So, well that’s me for now. Nothing too exciting I know. No real changes, same complaints different day 🤣🤣. Hopefully my next blog will be far more an entertaining read. But for me it’s a release and helps me let off some steam, so hope your still come back again and I’ve not bored you away.

Thanks for reading, catch you soon 💕💕

Gym blog

Well it’s even a while, and sadly no changes to “me.”

I am however, currently writing this whilst sitting on (and using) and exercise Bike in the gym! (distraction Tatics or I will look at bike panel and see Ive done very little yet still feel like I’m dying.

A very reluctant gym visit I must say. I really did not want to come (and still don’t particularly want to be here), but I guess the fact that I am, even if only half hearted… is that I’m here!

I felt like I was dying and like I’d done a full workout just walking up the stairs to the upper floor… then proceeded to start off on the treadmill… the actual aim was to literally do half an hour walking on the treadmill… first day back and all… however 10mins in, I’m feeling awkward walking on it.. I’m feeing the desperate urge to try running but know my body can’t handle that right now. So walking on it is all I can do… and it soon becomes an issue, the side rails are in my way for walking, I don’t know what to do with my arms, they feel weird in “walk” motion, and I keep whacking them on the sides. Having them up in mode for jogging just feels even more wrong. So I’m at a loss and cut the treadmill short and just 12mins of walking.

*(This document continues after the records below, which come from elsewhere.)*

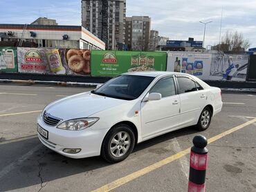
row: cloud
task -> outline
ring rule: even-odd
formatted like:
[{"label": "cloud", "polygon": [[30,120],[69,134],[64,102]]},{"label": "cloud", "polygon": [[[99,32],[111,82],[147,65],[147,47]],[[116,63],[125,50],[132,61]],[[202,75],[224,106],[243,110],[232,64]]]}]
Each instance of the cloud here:
[{"label": "cloud", "polygon": [[194,37],[203,40],[204,26],[199,21],[212,21],[206,26],[205,45],[219,42],[223,8],[221,35],[226,30],[237,30],[256,46],[255,21],[256,1],[248,0],[129,0],[127,12],[152,18],[152,28],[170,39]]}]

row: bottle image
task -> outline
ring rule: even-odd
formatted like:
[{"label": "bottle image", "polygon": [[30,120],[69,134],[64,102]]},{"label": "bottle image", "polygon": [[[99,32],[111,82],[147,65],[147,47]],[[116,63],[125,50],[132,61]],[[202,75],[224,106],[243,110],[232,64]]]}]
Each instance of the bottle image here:
[{"label": "bottle image", "polygon": [[15,53],[13,50],[7,49],[4,53],[4,59],[6,62],[7,68],[15,68]]},{"label": "bottle image", "polygon": [[187,64],[188,64],[188,58],[182,58],[181,73],[186,73]]},{"label": "bottle image", "polygon": [[194,63],[188,63],[186,66],[186,73],[193,75],[194,73]]},{"label": "bottle image", "polygon": [[3,52],[0,52],[0,68],[1,70],[6,69],[6,62],[4,60]]},{"label": "bottle image", "polygon": [[194,63],[194,75],[203,75],[203,61],[195,61]]}]

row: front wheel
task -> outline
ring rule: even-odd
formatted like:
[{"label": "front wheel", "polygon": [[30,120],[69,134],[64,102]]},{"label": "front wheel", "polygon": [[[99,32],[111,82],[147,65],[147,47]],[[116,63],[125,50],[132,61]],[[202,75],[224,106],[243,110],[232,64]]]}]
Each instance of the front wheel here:
[{"label": "front wheel", "polygon": [[208,107],[205,107],[200,115],[197,124],[196,125],[196,129],[198,131],[206,130],[210,124],[212,119],[212,111]]},{"label": "front wheel", "polygon": [[119,124],[107,133],[103,140],[101,156],[107,162],[116,163],[124,160],[131,153],[135,136],[126,124]]}]

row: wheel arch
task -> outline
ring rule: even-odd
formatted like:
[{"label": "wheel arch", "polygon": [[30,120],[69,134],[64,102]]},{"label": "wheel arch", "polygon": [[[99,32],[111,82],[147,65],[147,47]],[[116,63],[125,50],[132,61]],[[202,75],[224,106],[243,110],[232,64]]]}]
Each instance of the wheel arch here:
[{"label": "wheel arch", "polygon": [[109,128],[109,130],[106,133],[106,135],[104,137],[104,139],[103,139],[102,142],[102,144],[101,144],[101,148],[102,147],[103,141],[106,139],[106,137],[107,137],[107,133],[109,133],[109,131],[111,130],[112,130],[115,126],[116,126],[118,125],[120,125],[120,124],[126,124],[126,125],[129,126],[131,128],[132,131],[134,133],[134,136],[135,136],[135,144],[137,144],[137,142],[138,142],[138,129],[137,129],[137,127],[131,122],[129,122],[129,121],[122,121],[122,122],[118,122],[118,123],[115,124],[114,125],[113,125]]},{"label": "wheel arch", "polygon": [[208,104],[205,106],[203,108],[205,108],[206,107],[209,108],[210,110],[210,112],[212,113],[212,117],[213,115],[213,106],[211,104]]}]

And that’s then how ended up on the bike currently on… luckily it’s one of them ones you kind of sit back into a pedal away… obviously my level of exertion, especially whilst typing this, is not overly “die” mode, but I’m feeling pretty warm, slightly breathless and yet know I’ve got a damn good few mins in now that I’ve distracted myself. Lol. Kind of reluctant to move now.

On a plus I’m out. I’m in the gym. My weight may not have gone down at all or my diet changed since my melt down previous blog… but this is the first small step in a bigger staircase I need to climb. The first step is the hardest they say…. I agree, but I also think that the next few following steps will be equally a struggle and a mass effort..

I’ll get there eventually.

I have now spoken to and am awaiting further advise back from GP regarding help for weight loss. Yes I have approached the topic of surgical intervention (which to be honest I very much doubt I’d ever qualify for.. because all though my bmi and weight say I’m playing a very dangerous life game… all my blood work, cholesterol levels, thyroid levels, kidney and liver functions… are all absolutely fine! Which I know is a good thing) but no I’ve not ruled it out and I can’t say I don’t want to be considered for it …. as I really do. I know many will think that’s a major cop out. But I’ve spent most of my adult life, most certainly the past 10years really battling with weight loss. And maintaining it. So I’m willing to see what that path may look like. But like I said, I dont believe I qualify anyway. But I will await their wisdom and see what they say about all aspects of what options and help is available.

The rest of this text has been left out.